What do past Minnowbrook participants say about their experience?

“I can’t think of any situation where you have the opportunity to immerse yourself in not only a subject, but a place, that allows for the leisure to contemplate the world without distractions—a serenity that is very different from the hectic world of teaching in the high school in particular. This is the perfect time to lose yourself and do something that you love. Talking about books, talking about art, with people who have the same passion, the same interests, and so much experience to exchange.”

“During my free time, I spent a lot of time on the dock just listening to the water and reading for chunks of time. That’s one of the lures of Minnowbrook: time to think. And to read and to be uninterrupted. And to talk to people who are from all over, finding out what’s going on at other places.”

“Each of the years I’ve attended, I’ve come home with something I’ve been able to use directly in my classes and in my instruction. I’m getting materials and points of view that I didn’t have. The marriage of people from the high schools and Syracuse University in this particular program, which we’ve come to call an intellectual community, has the distinct advantage of giving us an opportunity to generalize our knowledge, to find out what things are like in other places, and to see what works in other places. It’s so refreshing: you come home and you have thought deeply about a variety of subjects and discussed them with a variety of very intelligent and very articulate and very well-read and informed people, and how can that be bad? It’s just a totally good time.”

“Well, first of all, the setting is so gorgeous. And you just feel at peace and relaxed. It becomes a very intense experience, because when you’re with a group of people and you’re in class with them for so many hours of the day, and then you sit down and have lunch with them, and you sit down at dinner with them, and you have breakfast with them, and you talk, continually, and the issues that come up in the class get hashed out again and again, new things get brought up over meals, and it’s just a very stimulating, and totally involving experience. And you come back very invigorated and with new ideas and ready to try new things.”

“The intellectual stimulation that you get here is incomparable. I mean you go to the faculty room and everybody complains about problems with the day-to-day routine, and you don’t get to discuss ideas at all or techniques that you would use in the classroom. Here, we talk about all kinds of things that we can try and that we’ve tried before that worked. It’s just a constant exchange of new ideas. It’s a totally new networking that is not normal in a high school room. Everybody here is just on an automatic cycle of exchange of ideas.

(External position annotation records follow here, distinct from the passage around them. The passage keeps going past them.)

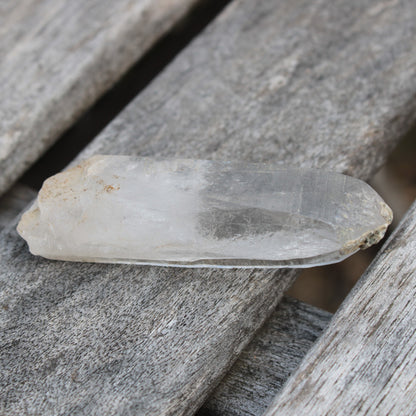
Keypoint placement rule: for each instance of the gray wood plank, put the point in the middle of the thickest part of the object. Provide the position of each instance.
(267, 362)
(12, 202)
(58, 56)
(365, 363)
(328, 84)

And that’s what happens here all the time. Not just in a group meeting but while we’re on a hike up to Castle Rock or while we’re at dinner or after dinner.”

“This has some of the same benefits as any sort of camp provides. People get to come away. They get a retreat. And they come together with other people who are interested in the same issues, the same topic, the same inquiry, and they get to live, eat, breathe, and do this for however many hours of a day, so it’s a very short experience, but it’s a very intense experience. And the benefit comes not just from the content delivery, but from the kind of all-inclusive interaction. So there’s this constant flow of discussion, from one course to another, to issues in my school, to how am I going to do this unit of my course, and there’s this sort of seamless interaction for whatever period of time and that’s just remarkable. So you can call it camp but it’s a much more intense sort of professional interaction than any other venue I can imagine.”

“What brings me here? The opportunity to gain credit working with the Syracuse University program and the idea of it being concentrated in one week; other courses that I take are spread out over several months or they take up weekends and don’t feel as though they have the same continuity as they do here.”